Eagle County Schools stands to receive about $11.6 million in ongoing new revenue from the increase on federal taxable income for those making more than $150,000 per year — or about 8 percent of Coloradans. Amendment 73, also known as “Great Schools, Thriving Communities,” would also increase the tax on C corporations (not S corporations or LLCs) by 1.37 percent, taking Colorado from the third lowest rate in the nation to the ninth lowest.

While the Eagle County Schools Board of Education has yet to take an official position on the initiative, which was the first to be certified by the secretary of state under Colorado’s new Raise the Bar Law that requires signatures from all 35 state senate districts, board vice president Tessa Kirchner said she personally supports the measure.

“I’ve always been intrigued by the unique situation Colorado finds itself in — the conundrum of the Gallagher Amendment, Tabor and Amendment 23 that continues to just put pressure on our education funding,” Kirchner said. “(Amendment 73) attempts to untie that Gregorian knot of Gallagher and Tabor.”

Because of those funding restraints, Colorado lags well behind the nation in per-pupil public school funding. It ranks 39th at a rate of $9,575 per student — more than $2,000 less than the national average of $11,762. Eagle County’s per-pupil rate is significantly lower than the statewide average at $8,496 per student.
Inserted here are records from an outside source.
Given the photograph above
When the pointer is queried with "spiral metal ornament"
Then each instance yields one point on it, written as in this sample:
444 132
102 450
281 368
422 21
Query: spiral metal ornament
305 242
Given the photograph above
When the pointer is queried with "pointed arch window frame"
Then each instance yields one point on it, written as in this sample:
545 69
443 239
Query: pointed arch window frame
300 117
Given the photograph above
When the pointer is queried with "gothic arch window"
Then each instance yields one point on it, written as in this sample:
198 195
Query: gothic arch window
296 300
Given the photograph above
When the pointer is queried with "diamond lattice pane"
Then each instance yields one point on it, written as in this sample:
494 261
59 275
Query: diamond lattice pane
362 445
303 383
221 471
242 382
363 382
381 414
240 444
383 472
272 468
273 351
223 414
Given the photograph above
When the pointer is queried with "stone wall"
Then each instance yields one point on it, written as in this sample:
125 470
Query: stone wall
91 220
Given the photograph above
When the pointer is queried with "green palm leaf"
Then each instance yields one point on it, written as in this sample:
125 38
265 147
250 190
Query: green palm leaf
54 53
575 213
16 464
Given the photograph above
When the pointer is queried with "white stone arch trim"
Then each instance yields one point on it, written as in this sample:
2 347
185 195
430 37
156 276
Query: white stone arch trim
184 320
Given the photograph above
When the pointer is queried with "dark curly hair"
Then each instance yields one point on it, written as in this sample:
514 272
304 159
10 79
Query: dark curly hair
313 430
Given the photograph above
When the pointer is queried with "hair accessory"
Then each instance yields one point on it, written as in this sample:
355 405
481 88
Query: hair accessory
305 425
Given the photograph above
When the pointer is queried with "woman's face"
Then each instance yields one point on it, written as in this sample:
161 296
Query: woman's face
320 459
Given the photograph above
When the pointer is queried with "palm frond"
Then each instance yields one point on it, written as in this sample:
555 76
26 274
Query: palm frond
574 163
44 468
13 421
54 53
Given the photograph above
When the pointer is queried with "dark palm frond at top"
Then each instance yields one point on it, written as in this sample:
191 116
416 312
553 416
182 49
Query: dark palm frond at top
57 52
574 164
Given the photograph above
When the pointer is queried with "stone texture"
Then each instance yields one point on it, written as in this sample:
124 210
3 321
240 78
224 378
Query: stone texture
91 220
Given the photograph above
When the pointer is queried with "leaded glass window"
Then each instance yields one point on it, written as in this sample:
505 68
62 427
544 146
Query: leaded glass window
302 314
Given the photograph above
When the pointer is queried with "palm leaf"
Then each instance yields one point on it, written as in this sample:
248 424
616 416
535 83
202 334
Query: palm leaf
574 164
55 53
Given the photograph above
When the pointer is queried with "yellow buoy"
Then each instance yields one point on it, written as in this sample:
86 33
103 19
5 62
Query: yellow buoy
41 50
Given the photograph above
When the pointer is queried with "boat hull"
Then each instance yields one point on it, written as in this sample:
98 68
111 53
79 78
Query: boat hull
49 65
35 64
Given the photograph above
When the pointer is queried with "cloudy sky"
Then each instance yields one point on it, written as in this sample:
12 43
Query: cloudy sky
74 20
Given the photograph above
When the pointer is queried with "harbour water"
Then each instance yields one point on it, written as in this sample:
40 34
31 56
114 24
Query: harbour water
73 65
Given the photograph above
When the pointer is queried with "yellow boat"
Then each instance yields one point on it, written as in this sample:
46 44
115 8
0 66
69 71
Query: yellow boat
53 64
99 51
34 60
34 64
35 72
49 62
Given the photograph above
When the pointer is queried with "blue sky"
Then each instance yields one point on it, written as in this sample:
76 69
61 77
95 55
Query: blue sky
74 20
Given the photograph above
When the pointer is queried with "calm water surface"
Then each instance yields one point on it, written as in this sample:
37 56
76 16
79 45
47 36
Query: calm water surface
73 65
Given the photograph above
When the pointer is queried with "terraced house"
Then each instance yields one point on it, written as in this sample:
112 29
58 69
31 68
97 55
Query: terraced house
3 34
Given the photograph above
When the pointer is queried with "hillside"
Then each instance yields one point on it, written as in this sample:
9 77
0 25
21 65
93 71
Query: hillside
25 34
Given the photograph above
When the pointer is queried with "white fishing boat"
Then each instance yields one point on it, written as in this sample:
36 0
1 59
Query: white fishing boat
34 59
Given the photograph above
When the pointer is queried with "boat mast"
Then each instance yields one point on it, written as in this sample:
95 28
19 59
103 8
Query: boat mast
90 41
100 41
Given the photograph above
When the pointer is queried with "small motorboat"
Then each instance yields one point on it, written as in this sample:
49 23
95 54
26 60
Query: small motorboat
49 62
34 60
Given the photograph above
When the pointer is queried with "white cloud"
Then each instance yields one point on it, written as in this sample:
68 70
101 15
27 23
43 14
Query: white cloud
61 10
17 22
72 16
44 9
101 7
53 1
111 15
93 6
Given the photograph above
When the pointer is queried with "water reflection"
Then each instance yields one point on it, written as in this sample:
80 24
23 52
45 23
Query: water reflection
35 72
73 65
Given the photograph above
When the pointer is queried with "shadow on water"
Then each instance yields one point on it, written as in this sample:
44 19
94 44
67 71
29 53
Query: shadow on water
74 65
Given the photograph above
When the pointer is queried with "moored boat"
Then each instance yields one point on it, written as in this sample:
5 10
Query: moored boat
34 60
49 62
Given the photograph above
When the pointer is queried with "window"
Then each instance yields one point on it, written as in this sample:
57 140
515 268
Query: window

That’s down $815 per student since the Great Recession in 2008, when adjusted for inflation, and has forced numerous cuts over the last 10 years.

‘Wicked Choices’

Passage of Amendment 73 would provide an additional $1,716 in per-pupil funding for Eagle County students, which would still be below the statewide average.

“As a school board member, I’ve been part of making those wicked choices,” Kirchner said. “They’re not just difficult choices; they’re wicked, and we’ve been doing that now for a very long time. I’ve seen the impact that has on a system and the impact it’s had on my own kids’ education and the experiences they’ve had.

“It’s a passion of mine that we continue to attempt to bring statewide funding to something that more closely resembles the national average,” Kirchner said, noting that Amendment 73 actually freezes the residential property tax assessment rate for schools and reduces the commercial property tax rate.

Colorado Rising Action

A group calling itself Colorado Rising Action is opposing the income and corporate tax increase for schools without commenting on the property tax freeze.

“We can, and we must, do a better job of prioritizing our state budget to ensure that education funding goes directly into the classrooms, not administrative bureaucracy,” Colorado Rising Action Executive Director Michael Fields said in a news release. “Amendment 73 changes Colorado’s constitution to raise our taxes by more than a billion dollars every year without addressing the real issues in education funding.”

One of the benefits of the tax might be fully funded, all-day kindergarten.

“There is no language that says how it has to be spent specifically … but I would say that we would look at a way to possibly address that and fund full-day kindergarten so people don’t have to pay tuition,” said Sandra Mutchler, chief operating officer for Eagle County Schools.

Besides Ramirez’ promise of transparency, Kirchner added that local school boards and school districts will get the final say on how the additional funds are spent, based on their particular needs. That makes this very different from the failed and very formulaic Amendment 66 measure in 2013, which was spearheaded by then state Sen. Mike Johnston, of Vail.

“Again, the thing that makes this initiative more interesting and more palatable is that those dollars get to be decided on a local level,” Kirchner said, adding any district that then overspends on administration will likely pay a price. “It’s possible, but then you will know directly what your school board has decided and you can vote them in or out.”